Can someone help regarding cloudera charts. I didn't find any good explanation regarding charts available in cloudera manager. How i can correlate those errors with charts. I.e. cpu , io related charts.
How i can map this information to Charts. i..e. Hive canary chart. How i can map if the charts are associated with an issue. Any detailed information related to charts is required by me. How to corelate an issue with charts.

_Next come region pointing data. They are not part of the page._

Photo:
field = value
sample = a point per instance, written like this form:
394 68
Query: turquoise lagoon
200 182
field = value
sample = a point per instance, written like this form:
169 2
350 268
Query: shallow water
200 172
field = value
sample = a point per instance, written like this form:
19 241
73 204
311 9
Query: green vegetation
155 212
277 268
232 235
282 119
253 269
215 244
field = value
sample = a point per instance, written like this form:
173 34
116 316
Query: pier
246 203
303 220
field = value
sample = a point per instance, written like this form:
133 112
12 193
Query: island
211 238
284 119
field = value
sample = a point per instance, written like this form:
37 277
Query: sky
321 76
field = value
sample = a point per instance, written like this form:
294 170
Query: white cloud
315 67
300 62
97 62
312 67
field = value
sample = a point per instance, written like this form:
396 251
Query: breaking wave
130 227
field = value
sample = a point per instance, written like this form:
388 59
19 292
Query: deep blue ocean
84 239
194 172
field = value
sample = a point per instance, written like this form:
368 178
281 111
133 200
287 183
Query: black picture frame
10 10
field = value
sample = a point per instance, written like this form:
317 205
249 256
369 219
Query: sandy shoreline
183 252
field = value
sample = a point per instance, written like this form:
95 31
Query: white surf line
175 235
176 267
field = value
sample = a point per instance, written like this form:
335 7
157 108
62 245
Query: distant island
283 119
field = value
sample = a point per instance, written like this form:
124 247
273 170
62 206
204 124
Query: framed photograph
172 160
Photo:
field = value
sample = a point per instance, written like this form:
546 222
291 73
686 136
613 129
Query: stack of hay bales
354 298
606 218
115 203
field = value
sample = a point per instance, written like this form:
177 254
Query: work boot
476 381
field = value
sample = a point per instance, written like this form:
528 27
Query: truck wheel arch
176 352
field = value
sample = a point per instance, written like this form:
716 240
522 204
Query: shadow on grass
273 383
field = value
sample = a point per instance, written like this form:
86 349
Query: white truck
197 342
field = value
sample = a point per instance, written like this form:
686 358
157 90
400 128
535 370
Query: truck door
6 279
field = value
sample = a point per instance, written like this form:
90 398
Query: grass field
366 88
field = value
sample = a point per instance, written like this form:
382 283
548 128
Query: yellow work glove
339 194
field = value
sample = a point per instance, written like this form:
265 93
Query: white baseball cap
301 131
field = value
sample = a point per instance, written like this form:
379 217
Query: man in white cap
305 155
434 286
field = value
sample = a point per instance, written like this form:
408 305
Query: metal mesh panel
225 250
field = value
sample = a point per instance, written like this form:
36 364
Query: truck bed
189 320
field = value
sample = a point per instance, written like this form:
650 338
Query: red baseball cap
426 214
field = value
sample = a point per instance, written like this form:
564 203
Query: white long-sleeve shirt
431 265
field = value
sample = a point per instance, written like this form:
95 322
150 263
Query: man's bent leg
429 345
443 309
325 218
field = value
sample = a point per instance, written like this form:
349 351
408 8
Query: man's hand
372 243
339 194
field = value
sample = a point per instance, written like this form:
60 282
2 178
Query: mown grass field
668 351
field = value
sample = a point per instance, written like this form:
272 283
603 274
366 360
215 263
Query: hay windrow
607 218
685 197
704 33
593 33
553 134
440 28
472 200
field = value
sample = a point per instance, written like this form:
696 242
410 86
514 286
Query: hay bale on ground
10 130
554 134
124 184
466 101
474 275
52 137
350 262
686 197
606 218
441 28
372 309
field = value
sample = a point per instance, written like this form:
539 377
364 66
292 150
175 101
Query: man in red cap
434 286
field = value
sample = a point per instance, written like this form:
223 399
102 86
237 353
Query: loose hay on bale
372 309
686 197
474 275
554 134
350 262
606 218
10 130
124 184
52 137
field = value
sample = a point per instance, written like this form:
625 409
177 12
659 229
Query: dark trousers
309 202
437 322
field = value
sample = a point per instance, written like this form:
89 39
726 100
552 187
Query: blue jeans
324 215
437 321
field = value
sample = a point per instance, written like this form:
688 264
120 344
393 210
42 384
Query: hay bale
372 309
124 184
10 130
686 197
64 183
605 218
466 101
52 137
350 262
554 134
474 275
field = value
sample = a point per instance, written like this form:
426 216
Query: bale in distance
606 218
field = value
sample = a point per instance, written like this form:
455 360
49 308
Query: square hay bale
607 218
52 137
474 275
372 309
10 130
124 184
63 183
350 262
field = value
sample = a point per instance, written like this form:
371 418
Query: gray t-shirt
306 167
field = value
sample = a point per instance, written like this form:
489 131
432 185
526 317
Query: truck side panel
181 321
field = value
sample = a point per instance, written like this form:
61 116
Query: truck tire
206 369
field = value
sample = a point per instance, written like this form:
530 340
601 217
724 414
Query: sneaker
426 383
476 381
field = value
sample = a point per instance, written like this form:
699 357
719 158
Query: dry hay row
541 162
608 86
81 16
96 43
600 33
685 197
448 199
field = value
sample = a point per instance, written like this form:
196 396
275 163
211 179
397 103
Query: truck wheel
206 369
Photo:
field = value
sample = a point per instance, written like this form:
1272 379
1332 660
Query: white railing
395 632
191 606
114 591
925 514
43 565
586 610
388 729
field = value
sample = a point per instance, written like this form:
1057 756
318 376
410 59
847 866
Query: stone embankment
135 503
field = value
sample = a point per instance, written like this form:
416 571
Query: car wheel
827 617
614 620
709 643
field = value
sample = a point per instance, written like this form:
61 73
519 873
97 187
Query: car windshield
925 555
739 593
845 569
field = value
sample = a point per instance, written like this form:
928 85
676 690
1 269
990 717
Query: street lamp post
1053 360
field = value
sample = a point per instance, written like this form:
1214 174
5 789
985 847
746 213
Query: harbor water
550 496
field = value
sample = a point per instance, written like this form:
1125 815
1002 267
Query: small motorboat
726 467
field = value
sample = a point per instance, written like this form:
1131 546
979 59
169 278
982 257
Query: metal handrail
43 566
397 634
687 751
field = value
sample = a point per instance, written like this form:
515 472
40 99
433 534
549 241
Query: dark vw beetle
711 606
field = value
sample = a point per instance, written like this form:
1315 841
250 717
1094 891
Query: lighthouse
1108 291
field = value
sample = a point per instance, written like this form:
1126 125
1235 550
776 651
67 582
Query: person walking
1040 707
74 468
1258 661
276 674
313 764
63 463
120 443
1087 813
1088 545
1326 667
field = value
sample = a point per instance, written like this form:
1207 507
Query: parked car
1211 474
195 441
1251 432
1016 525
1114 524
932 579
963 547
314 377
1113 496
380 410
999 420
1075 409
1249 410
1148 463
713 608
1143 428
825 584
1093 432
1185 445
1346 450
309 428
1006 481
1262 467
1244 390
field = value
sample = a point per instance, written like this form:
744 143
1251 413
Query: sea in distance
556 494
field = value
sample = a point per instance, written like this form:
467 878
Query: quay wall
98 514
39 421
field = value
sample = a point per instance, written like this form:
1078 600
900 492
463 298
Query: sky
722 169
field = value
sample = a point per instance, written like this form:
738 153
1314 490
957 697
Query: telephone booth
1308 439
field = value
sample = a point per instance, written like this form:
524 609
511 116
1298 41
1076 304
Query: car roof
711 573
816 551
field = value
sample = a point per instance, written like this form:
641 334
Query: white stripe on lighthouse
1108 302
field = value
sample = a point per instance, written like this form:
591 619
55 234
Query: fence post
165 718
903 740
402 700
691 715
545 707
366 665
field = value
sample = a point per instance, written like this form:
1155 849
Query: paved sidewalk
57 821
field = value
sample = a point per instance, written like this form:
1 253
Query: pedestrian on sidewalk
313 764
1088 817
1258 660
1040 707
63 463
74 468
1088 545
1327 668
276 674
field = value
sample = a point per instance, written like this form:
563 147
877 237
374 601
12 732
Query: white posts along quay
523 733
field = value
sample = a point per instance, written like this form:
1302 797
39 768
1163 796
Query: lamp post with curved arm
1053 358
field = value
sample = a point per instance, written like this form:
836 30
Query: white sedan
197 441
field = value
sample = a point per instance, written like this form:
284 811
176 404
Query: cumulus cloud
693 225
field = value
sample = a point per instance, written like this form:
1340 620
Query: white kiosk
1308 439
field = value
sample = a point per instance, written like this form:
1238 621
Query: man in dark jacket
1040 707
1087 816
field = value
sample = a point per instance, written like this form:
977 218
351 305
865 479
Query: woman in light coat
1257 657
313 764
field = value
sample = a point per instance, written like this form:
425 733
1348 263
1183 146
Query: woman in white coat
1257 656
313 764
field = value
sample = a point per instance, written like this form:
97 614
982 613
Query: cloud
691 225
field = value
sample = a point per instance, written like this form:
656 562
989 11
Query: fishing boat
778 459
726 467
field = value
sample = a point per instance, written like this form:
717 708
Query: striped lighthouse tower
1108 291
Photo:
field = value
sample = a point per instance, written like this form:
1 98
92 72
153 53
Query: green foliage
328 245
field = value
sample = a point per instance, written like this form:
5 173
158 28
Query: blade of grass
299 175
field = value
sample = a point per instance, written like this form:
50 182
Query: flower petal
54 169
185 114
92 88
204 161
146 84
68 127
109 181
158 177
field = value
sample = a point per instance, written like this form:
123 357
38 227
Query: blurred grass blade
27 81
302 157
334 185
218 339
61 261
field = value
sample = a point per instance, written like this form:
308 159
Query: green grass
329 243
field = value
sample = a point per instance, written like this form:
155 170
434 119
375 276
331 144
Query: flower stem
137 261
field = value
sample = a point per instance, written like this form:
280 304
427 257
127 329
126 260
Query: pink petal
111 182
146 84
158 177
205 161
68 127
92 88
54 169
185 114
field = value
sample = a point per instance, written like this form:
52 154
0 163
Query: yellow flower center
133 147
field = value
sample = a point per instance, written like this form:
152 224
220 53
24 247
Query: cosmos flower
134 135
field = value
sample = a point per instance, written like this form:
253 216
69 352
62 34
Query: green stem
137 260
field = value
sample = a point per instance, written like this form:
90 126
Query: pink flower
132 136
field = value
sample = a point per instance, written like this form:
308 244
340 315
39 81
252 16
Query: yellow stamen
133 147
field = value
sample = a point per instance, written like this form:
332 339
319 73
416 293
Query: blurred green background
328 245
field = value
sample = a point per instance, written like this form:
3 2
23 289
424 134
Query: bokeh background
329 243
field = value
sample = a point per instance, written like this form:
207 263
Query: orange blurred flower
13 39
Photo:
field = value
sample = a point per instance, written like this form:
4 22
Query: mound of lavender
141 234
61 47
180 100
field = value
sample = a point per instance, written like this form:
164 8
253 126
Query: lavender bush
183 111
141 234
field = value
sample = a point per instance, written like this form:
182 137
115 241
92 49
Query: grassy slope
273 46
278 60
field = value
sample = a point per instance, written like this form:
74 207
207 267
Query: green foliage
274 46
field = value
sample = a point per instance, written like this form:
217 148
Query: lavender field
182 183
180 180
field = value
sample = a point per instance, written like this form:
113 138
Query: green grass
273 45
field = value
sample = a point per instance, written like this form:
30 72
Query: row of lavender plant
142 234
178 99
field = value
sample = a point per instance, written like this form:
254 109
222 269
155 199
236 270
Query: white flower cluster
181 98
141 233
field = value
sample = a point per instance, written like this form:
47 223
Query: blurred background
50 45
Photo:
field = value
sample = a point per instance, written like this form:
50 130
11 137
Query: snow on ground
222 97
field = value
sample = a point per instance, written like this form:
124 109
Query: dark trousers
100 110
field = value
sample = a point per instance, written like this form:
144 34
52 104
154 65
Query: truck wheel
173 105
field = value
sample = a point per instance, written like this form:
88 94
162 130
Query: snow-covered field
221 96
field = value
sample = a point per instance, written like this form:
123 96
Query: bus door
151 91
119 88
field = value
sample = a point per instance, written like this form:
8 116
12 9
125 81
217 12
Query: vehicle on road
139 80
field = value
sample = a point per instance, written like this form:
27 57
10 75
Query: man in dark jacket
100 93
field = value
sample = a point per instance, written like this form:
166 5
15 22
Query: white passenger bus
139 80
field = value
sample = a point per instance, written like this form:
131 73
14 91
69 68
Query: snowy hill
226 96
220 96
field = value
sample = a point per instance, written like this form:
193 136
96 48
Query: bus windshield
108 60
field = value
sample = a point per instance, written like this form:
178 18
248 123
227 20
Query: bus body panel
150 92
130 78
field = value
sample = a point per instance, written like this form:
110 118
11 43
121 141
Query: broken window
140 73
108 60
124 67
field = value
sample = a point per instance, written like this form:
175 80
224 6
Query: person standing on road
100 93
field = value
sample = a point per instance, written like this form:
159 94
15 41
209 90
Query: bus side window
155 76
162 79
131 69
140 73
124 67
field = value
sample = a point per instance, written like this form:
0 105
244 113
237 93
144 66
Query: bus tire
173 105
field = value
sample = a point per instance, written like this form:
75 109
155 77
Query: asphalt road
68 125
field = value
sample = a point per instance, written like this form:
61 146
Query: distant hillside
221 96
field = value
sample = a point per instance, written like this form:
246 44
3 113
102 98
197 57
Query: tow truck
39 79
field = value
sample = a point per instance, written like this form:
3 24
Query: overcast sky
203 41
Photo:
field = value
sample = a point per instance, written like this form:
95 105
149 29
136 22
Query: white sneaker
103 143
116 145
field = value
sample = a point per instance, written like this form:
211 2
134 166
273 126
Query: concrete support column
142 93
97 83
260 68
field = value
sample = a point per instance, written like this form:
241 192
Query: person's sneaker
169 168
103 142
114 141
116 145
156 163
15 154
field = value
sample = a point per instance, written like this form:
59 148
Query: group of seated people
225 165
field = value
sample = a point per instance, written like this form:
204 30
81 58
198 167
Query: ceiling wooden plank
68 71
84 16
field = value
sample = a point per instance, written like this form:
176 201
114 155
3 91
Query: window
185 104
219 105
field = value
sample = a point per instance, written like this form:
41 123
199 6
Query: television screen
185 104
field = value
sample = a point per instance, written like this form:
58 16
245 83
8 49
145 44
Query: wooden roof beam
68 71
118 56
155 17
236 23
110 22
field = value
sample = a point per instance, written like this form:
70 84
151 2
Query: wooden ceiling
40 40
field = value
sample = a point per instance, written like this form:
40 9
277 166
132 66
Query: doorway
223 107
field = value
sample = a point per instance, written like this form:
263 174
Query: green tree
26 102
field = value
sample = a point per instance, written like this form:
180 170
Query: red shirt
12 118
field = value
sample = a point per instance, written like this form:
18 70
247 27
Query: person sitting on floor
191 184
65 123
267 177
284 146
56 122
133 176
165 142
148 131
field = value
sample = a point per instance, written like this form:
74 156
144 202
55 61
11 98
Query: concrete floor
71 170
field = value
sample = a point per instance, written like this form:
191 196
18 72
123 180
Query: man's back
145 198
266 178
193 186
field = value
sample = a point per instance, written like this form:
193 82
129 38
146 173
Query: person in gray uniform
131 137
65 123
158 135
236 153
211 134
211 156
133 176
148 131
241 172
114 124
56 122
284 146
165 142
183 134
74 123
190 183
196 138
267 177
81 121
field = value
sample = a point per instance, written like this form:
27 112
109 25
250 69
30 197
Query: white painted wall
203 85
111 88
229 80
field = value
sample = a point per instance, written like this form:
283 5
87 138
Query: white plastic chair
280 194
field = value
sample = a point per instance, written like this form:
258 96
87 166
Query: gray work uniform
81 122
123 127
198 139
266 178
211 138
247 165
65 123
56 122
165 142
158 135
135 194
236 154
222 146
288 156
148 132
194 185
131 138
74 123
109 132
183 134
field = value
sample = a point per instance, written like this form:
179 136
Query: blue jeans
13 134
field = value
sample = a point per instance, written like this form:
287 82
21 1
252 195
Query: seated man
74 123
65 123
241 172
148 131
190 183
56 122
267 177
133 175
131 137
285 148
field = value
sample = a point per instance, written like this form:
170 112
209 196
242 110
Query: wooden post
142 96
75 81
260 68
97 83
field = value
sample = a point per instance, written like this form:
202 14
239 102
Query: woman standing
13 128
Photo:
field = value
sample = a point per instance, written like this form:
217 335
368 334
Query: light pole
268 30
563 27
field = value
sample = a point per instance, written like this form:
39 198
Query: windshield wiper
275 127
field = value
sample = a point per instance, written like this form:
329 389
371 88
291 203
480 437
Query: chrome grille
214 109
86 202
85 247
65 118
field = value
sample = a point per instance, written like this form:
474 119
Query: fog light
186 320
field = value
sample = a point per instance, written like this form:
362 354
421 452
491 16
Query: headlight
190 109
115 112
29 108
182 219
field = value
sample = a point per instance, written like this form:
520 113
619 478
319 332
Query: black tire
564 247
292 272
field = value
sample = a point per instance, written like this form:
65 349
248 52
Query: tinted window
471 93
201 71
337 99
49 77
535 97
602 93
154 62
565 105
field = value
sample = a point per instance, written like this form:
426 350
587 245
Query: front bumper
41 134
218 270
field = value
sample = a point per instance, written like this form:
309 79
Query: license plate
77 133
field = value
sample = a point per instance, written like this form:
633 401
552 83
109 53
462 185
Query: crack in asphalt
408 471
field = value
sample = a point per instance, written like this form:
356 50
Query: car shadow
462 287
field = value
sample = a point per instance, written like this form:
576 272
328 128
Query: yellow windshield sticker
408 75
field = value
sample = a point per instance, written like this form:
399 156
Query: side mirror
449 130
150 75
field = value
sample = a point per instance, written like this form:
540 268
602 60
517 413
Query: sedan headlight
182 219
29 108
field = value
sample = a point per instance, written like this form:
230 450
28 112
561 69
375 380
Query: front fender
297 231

If you don't mind, could you please share us which charts you would like to understand and also the errors which you would like to correlate with charts so that we will get a chance to help you in understanding ClouderaManager-->charts
This is a Hive Metastore health test that checks that a client can connect and perform basic operations. The operations include: (1) creating a database, (2) creating a table within that database with several types of columns and two partition keys, (3) creating a number of partitions, and (4) dropping both the table and the database. The database is created under the /user/hue/.cloudera_manager_hive_metastore_canary/<Hive Metastore role name>/ and is named "cloudera_manager_metastore_canary_test_db". The test returns "Bad" health if any of these operations fail. The test returns "Concerning" health if an unknown failure happens. The canary publishes a metric 'canary_duration' for the time it took for the canary to complete. Here is an example of a trigger, defined for the Hive Metastore role configuration group, that changes the health to "Bad" when the duration of the canary is longer than 5 sec: "IF (SELECT canary_duration WHERE entityName=$ROLENAME AND category = ROLE and last(canary_duration) > 5s) DO health:bad" A failure of this health test may indicate that the Hive Metastore is failing basic operations. Check the logs of the Hive Metastore and the Cloudera Manager Service Monitor for more details. This test can be enabled or disabled using the Hive Metastore Canary Health Test Hive Metastore monitoring setting.
Check how much JVM Heap had been used for the service (HS2 etc..) for which you received this Alert.
From the alert, you can see that JVM pause takes 2+min and you have configured to alert if GC pause takes 60% of 1min. You should see the JVM Heap Memory Usage and GC pause charts in the Service(for which you see this alert) and check If the heap is constantly high then that is the likely reason. In that case, the solution could be a simple as increasing the heap size.